Fed up with more than two years of delays, Countryside Energy Co-operative and Perth East council have decided to explore the possibility of selling energy generated by a proposed 10-megawatt wind farm directly to consumers rather than to the province.
Dreaming of harnessing the area's wind for green energy, Countryside announced in August 2005 it was hoping to build a 10-megawatt station that would be enough to supply about 3,300 average Ontario homes with electricity. Wind tests had produced promising results.
It would be a member-owned co-operative and offer public shares. Some area farmers would benefit by leasing land to the co-operative for the towers.

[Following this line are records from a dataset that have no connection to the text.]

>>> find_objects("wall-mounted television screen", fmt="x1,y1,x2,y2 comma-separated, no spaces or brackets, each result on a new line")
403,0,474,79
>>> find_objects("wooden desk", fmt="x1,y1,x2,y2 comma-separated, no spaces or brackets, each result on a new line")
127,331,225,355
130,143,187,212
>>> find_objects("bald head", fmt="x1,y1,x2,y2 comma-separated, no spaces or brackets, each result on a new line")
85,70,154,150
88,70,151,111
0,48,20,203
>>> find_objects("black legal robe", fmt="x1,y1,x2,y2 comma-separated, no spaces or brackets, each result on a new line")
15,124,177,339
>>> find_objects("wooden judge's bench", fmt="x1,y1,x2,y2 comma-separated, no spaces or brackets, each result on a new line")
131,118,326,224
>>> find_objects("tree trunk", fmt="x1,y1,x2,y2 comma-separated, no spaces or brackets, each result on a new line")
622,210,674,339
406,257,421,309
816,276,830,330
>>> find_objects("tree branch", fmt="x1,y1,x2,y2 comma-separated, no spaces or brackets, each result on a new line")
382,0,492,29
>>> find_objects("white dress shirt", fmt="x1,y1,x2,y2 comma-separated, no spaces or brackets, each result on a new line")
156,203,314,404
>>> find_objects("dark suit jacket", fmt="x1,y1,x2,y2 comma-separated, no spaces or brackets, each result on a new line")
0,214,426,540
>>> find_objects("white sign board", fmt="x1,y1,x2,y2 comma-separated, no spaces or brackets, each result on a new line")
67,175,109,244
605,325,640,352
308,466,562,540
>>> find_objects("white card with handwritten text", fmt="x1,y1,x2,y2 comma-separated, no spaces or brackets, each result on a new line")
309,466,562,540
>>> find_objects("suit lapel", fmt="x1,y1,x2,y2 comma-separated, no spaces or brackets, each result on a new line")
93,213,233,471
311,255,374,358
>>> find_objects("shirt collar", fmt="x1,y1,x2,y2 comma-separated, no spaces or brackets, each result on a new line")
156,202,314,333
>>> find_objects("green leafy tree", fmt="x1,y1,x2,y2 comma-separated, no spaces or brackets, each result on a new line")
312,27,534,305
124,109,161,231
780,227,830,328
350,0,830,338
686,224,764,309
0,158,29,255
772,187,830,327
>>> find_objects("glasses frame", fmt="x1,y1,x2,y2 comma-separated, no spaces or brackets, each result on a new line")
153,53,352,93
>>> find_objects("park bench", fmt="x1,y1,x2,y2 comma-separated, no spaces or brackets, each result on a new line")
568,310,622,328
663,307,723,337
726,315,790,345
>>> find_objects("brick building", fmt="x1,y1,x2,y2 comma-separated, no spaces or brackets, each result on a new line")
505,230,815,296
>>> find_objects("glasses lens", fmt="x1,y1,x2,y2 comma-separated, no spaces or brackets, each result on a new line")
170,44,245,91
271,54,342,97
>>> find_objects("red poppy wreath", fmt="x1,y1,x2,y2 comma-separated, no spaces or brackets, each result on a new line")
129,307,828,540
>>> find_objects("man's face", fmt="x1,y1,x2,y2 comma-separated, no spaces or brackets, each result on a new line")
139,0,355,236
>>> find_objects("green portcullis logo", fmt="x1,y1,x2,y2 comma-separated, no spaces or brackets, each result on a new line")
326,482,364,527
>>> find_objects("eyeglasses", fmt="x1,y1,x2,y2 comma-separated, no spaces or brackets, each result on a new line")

It was an exciting prospect.
In March 2006, the group was encouraged when the province announced how it would pay small producers of electricity from green sources. The 11 cents per kilowatt-hour for wind energy was enough to make Countryside confident its project could go ahead.
By then, the co-op was looking to build its first wind farm near Bervie in Bruce County. A farmer there had a year's worth of test results indicating the site could support a 10-megawatt wind farm. There was talk of the Bervie site possibly coming into operation in late 2007.
Since then, however, it's been one step forward and two steps back for Countryside.
The Ontario Power Authority said there wasn't enough capacity in the southwestern Ontario electricity grid to allow projects like Countryside's to feed more power into it. Then, in March 2007, there was some encouraging news. The province announced a new high-voltage power line would be built between the Bruce nuclear plant and Milton. It looked like the new $600-million line would allow renewable energy projects to proceed.
That was a year ago. Last month, Hydro One revoked the connection agreement it had granted Countryside last August, saying there's now insufficient capacity at the Bervie site.
It's hardly surprising that Countryside is feeling frustrated.
So now the co-operative, with the backing of Perth East council, is undertaking a $30,000 feasibility study into putting up a Milverton-area wind farm instead and selling the electricity directly to heavy users, such as the Perth East Recreation Complex and wastewater treatment facility, as well as industry. Perth East contributed $18,000 to the study.
A study has already shown that wind power is viable in the area. To carry it to customers, Countryside would need to install hydro lines to transmit the power, a potentially costly undertaking.
So now the co-operative will gauge interest from potential customers and make a detailed analysis of their usage.
Perhaps surprisingly, given the delays, the co-operative has signed up 31 members since the orange zone was announced in November 2006.
It's a demonstration, once again, that people are not just eager to embrace green energy but are clearly ready to move forward with it at a pace faster than politicians anticipated.
With its stated commitment to renewable energy, the Ontario government should be doing all it can to help make Countryside's contribution to a sustainable energy future, and others like it, become reality.